One approach might first compute the sphere that contains an entire tetrahedron when it is rotating at the given angular velocity vector, if it was not moving linearly. You can compute a rotation circle for each vertex, and derive the sphere from that. Given a sphere, we can now approximate the extruded CCD volume as a cylinder with the radius of the sphere and progressing along the linear velocity vector. Finding collisions of such cylinders gets us a first approximation for an area to search for collisions in.
A second, complementary approach might attempt to approximate the actual volume traced by each triangle by breaking it down into small, almost-prismatic sub-volumes. It would take the triangle positions at two increments of time, and add surfaces generated by tracing the triangle vertices at those moments. It's an approximation because it connects a straight line rather than an actual curve. For the approximation to avoid gross errors, the duration between each successive moments needs to be short enough such that the triangle only completes a small fraction of a rotation. The duration can be derived from the angular velocity.
The second approach creates many more polygons! You can use the first approach to limit the search volume, and then use the second to get higher precision.
If you're solving this for a game engine, you might find the precision of above sufficient (I would still shudder at the computational cost). If, rather, you're writing a CAD program or working on your thesis, you might find it less than satisfying. In the latter case, you might want to refine the second approach, perhaps by a better geometric description of the volume occupied by a turning, moving triangle -- when limited to a small turn angle.
I have spent quite a lot of time wondering about geometry problems like this one, and it seems like accurate solutions, despite their simple statements, are way too complicated to be practical, even for analogous 2D cases.

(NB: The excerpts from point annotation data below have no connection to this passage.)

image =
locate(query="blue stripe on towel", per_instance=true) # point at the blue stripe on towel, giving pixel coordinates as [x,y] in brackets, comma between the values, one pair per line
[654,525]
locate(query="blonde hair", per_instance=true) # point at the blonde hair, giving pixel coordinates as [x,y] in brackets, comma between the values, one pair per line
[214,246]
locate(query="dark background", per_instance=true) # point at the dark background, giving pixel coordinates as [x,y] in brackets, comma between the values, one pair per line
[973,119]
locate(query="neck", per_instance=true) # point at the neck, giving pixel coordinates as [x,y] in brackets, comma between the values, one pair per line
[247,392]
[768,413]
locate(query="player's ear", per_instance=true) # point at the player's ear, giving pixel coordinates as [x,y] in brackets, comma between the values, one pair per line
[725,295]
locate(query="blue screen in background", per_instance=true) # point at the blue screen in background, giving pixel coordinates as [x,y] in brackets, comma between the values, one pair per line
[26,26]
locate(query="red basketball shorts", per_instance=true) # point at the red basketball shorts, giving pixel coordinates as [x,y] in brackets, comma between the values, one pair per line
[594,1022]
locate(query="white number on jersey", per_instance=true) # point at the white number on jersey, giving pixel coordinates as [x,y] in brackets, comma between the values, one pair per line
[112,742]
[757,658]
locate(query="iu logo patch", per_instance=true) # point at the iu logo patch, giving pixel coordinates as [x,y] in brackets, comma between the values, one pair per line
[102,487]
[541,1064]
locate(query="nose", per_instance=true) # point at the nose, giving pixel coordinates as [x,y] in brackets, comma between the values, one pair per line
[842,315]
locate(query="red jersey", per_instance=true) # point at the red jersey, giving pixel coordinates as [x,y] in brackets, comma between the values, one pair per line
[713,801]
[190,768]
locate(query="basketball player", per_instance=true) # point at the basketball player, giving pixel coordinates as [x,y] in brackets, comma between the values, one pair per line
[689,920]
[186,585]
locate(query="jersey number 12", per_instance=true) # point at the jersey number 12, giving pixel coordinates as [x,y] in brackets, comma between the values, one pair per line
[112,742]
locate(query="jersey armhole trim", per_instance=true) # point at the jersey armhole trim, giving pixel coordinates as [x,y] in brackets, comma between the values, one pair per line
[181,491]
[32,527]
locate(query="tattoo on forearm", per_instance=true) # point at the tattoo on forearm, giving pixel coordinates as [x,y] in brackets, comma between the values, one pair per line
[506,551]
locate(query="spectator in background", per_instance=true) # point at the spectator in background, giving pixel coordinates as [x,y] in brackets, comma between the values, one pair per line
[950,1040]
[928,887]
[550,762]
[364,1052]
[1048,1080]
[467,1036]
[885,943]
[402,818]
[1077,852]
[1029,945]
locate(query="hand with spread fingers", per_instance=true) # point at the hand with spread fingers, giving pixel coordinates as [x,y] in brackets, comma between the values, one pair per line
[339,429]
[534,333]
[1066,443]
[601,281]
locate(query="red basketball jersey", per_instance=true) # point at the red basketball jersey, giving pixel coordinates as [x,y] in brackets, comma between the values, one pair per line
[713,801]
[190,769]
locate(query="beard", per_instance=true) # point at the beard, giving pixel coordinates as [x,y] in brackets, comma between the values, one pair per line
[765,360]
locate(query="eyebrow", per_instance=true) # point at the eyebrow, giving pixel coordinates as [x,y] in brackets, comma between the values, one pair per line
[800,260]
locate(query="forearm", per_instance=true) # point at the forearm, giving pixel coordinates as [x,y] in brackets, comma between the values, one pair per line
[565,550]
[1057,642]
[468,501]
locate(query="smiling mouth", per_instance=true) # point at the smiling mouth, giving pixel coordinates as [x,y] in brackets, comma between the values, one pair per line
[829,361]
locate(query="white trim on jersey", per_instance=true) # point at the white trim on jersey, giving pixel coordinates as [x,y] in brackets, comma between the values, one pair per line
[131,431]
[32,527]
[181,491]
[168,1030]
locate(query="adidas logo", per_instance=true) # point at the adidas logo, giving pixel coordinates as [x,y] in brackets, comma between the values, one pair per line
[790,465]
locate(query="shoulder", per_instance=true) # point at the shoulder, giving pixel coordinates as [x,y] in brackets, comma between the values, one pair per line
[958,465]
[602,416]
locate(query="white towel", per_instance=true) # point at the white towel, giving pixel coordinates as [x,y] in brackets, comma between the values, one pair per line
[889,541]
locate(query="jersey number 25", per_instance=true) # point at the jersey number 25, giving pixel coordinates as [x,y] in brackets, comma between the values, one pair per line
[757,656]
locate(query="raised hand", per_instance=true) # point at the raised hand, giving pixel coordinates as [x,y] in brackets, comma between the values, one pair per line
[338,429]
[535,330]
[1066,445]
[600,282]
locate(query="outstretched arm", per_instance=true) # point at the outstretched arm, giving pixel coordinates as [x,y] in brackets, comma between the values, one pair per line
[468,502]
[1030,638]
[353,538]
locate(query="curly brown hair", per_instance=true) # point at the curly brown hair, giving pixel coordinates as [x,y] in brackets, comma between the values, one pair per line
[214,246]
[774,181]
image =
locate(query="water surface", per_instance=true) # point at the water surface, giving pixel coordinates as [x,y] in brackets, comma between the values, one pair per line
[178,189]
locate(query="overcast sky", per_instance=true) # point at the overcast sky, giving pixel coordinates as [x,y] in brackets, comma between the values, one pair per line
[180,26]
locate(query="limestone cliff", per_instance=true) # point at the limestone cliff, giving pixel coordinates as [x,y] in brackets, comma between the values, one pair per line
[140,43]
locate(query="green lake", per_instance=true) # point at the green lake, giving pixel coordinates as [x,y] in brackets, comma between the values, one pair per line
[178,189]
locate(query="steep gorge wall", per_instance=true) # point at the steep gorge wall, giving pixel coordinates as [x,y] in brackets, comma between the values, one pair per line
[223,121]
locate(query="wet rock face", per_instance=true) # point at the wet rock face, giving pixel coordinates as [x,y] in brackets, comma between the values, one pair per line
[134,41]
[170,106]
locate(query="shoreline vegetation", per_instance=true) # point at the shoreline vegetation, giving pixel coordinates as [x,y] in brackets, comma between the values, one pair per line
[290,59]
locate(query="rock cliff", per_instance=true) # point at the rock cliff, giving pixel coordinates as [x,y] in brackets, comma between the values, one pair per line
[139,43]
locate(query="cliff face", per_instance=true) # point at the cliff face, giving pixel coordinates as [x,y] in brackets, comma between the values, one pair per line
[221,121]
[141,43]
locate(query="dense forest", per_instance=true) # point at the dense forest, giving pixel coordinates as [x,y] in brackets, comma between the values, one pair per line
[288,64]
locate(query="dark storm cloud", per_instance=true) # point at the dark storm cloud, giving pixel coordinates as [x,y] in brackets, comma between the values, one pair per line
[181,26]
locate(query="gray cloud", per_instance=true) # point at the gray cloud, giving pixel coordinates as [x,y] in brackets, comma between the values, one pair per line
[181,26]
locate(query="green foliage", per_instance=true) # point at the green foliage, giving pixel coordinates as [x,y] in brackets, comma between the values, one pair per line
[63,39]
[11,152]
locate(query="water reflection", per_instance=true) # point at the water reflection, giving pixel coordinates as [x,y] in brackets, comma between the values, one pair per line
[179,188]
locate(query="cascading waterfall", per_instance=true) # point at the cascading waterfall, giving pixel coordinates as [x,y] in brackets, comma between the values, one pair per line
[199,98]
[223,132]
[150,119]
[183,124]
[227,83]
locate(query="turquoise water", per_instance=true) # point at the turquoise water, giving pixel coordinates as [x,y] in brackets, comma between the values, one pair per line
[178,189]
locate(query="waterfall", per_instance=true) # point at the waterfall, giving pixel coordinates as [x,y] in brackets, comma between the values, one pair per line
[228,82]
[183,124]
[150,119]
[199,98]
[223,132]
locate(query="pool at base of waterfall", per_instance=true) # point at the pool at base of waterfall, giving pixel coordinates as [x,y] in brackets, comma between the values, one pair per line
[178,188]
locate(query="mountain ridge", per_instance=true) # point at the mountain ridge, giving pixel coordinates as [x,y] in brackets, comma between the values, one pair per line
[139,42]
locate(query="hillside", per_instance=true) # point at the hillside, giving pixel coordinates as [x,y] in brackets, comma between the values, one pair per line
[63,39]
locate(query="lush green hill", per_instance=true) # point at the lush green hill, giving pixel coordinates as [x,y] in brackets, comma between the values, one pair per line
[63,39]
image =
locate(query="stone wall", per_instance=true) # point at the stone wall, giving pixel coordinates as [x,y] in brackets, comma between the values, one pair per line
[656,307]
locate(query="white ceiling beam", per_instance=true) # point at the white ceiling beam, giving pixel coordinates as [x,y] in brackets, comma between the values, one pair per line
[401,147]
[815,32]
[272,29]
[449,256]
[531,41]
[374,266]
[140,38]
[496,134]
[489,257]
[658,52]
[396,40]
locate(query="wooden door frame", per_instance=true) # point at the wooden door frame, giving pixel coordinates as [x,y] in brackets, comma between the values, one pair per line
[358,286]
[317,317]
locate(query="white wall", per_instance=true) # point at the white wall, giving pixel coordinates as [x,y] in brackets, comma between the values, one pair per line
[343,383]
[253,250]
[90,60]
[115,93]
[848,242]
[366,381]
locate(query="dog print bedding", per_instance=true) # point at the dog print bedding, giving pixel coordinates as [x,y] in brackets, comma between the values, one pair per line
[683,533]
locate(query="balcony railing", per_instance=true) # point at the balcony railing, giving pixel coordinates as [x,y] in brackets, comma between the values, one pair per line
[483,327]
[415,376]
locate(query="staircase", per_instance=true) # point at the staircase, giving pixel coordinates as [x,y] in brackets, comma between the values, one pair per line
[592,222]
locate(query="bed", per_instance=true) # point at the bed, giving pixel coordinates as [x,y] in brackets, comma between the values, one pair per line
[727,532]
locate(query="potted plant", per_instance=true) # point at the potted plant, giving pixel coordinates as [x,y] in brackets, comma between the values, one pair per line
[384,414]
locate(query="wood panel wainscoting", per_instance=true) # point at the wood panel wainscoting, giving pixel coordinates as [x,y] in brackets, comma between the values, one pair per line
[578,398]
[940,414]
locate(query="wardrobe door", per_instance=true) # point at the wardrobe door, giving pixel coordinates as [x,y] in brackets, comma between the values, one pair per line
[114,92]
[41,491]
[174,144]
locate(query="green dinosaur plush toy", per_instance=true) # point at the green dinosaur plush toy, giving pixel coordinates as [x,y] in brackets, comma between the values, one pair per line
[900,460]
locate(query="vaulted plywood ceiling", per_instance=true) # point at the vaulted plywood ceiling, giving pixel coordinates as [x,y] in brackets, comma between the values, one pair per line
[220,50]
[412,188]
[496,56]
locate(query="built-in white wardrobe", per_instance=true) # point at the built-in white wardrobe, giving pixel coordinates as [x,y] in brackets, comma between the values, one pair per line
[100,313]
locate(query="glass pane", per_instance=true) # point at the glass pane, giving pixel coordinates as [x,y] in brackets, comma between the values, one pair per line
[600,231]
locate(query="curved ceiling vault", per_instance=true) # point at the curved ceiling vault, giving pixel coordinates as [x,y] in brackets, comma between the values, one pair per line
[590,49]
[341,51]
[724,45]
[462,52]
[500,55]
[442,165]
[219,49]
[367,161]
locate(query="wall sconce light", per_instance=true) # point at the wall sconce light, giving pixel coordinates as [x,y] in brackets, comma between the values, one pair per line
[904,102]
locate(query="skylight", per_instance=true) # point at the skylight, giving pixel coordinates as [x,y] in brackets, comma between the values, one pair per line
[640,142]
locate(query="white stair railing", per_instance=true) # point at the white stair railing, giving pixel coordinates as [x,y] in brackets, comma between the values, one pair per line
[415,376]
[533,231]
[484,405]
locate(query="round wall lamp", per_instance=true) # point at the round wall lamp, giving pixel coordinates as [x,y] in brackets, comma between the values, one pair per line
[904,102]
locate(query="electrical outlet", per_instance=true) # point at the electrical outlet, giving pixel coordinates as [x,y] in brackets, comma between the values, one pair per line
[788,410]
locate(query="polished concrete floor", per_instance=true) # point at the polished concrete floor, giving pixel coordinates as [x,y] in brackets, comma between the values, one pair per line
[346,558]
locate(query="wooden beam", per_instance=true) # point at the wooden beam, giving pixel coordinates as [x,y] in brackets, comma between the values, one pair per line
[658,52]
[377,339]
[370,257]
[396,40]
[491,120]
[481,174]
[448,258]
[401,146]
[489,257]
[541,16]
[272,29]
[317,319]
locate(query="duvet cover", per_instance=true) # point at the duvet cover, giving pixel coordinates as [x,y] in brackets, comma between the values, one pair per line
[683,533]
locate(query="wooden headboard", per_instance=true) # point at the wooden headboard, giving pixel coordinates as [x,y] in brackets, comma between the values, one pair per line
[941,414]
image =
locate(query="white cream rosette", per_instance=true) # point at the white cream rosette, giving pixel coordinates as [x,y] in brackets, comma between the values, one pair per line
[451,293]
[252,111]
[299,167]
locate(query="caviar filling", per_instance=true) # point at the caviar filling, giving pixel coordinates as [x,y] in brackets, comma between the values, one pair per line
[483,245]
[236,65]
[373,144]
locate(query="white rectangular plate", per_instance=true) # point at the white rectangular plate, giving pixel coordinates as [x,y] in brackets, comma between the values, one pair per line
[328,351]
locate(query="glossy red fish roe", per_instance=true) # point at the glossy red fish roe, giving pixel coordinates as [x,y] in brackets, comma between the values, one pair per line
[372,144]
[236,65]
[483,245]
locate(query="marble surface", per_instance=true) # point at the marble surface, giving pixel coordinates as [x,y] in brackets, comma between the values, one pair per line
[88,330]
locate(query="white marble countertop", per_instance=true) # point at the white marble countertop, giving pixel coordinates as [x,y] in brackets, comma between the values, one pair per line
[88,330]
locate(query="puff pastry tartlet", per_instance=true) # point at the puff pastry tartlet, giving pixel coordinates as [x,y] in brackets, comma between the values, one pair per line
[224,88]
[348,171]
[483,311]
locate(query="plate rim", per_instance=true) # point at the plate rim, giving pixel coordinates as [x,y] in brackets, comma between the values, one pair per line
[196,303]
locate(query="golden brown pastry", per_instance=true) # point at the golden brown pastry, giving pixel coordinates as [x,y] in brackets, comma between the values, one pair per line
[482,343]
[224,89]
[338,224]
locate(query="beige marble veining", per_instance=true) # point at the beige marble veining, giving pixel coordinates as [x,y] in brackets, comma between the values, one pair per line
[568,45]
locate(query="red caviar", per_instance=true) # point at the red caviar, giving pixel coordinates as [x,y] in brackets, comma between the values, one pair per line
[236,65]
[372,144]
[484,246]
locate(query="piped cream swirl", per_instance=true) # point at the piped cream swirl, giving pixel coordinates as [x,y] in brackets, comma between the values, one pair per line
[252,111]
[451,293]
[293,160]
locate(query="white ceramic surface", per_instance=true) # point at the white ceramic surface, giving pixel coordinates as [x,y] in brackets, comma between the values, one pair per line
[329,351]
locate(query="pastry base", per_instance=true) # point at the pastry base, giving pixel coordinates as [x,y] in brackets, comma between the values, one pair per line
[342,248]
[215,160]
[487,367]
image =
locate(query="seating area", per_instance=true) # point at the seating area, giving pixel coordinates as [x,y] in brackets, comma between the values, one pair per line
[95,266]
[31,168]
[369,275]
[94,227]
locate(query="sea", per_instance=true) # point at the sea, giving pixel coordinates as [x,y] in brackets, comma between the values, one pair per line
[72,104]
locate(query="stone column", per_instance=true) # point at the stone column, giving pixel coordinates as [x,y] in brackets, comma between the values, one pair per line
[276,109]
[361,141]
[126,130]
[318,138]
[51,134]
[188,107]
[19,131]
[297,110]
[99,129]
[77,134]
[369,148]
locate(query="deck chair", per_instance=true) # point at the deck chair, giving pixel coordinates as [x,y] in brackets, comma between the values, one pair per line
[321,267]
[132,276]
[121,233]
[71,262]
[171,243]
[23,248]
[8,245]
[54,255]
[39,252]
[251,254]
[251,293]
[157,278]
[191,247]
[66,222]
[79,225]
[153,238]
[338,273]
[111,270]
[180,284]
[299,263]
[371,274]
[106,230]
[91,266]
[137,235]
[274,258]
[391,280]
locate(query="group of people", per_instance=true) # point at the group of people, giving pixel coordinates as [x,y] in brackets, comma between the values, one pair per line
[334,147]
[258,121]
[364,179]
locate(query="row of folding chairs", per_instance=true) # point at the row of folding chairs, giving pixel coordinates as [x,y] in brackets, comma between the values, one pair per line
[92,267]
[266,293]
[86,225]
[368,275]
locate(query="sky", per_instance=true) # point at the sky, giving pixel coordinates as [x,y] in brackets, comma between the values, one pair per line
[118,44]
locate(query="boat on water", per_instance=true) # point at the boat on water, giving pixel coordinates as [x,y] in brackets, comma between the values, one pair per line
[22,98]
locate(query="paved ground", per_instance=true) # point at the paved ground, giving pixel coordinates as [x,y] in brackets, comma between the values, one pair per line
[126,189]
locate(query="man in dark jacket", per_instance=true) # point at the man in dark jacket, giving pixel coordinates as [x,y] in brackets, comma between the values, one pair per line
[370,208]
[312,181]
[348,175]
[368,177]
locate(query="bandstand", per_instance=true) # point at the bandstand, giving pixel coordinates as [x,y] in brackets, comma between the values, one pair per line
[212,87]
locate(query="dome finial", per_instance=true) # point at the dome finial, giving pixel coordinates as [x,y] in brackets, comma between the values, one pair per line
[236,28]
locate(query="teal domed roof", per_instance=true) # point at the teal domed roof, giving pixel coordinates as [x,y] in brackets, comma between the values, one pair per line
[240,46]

But intuitively I see that such solutions do exist when you consider linear translation velocities and linear angular velocities. Don't think you'll find the answer on the web or in any book because what we're talking about here are special, yet complex, cases. An iterative solution is probably what you want anyway -- the rest of the world is satisfied with those, so why shouldn't you be?
If you were trying to collide non-rotating tetrahedra, I'd suggest a taking the Minkowski sum and performing a ray check, but that won't work with rotation.
The best I can come up with is to perform swept-sphere collision using their bounding spheres to give you a range of times to check using bisection or what-have-you.
Here's an outline of a closed-form mathematical approach. Each element of this will be easy to express individually, and the final combination of these would be a closed form expression if one could ever write it out:
1) The equation of motion for each point of the tetrahedra is fairly simple in it's own coordinate system. The motion of the center of mass (CM) will just move smoothly along a straight line and the corner points will rotate around an axis through the CM, assumed to be the z-axis here, so the equation for each corner point (parameterized by time, t) is p = vt + x + r(sin(wt+s)i + cos(wt + s)j ), where v is the vector velocity of the center of mass; r is the radius of the projection onto the x-y plane; i, j, and k are the x, y and z unit vectors; and x and s account for the starting position and phase of rotation at t=0.
2) Note that each object has it's own coordinate system to easily represent the motion, but to compare them you'll need to rotate each into a common coordinate system, which may as well be the coordinate system of the screen. (Note though that the different coordinate systems are fixed in space and not traveling with the tetrahedra.) So determine the rotation matrices and apply them to each trajectory (i.e. the points and CM of each of the tetrahedra).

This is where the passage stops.